Gift tax laws are generally designed to prevent complete tax avoidance. The Federal Estate Tax is unified with the Federal Gift tax so that large estates cannot be shielded from taxation by lifetime giving. The Federal Estate Tax is set forth beginning in SS 2001 of the Internal Revenue Code. (26 U.
S. C. 2001).
The Federal Gift Tax is set forth beginning in 26 U. S. C.
2501. Generally, the Gift Tax applies to any transfer made without receiving value in return and without regard to intent. The new tax law increase the amount of the Unified credit against tax. It is 675, 000 currently but will increase to a million in 2002 and continue to be increased until the estate tax is ultimately repealed entirely in 2011.

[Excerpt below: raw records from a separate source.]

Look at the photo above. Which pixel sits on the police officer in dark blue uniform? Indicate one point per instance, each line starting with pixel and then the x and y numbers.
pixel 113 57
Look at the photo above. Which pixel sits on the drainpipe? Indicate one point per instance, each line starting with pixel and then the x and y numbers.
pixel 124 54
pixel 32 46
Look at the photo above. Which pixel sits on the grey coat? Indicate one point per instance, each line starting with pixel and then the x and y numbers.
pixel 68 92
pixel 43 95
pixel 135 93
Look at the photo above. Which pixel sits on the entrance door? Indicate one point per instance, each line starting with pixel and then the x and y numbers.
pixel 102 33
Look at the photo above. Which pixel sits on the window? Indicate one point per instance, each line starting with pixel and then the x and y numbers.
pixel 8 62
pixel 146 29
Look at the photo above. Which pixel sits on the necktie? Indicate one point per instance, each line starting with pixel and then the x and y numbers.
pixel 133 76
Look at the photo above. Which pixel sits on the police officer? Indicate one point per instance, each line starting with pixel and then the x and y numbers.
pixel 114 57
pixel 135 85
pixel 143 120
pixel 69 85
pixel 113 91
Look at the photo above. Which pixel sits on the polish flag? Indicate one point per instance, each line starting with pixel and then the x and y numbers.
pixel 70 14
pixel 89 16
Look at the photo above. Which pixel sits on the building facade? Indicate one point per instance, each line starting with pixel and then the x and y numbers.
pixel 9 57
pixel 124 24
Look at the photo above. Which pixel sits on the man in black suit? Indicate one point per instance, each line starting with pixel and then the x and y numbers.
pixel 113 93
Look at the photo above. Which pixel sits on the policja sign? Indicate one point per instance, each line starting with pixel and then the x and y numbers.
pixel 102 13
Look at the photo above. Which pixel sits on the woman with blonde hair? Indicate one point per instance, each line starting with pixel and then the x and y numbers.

The gift tax however will remain at that time with a million dollar credit in most cases. In 2012 the tax will revert back to a $1 million for estate tax as well unless further action is taken. The value of property in any event is what a willing buyer will pay a willing seller neither being under compulsion to buy or sell and both having knowledge of all relevant facts. Through the use of limited partnerships, annual exclusions and irrecable life insurance trusts taxpayers can further minimize their estate and gift tax. This paper intentionally does not address the marital or charitable deductions although these are also significant tax strategies.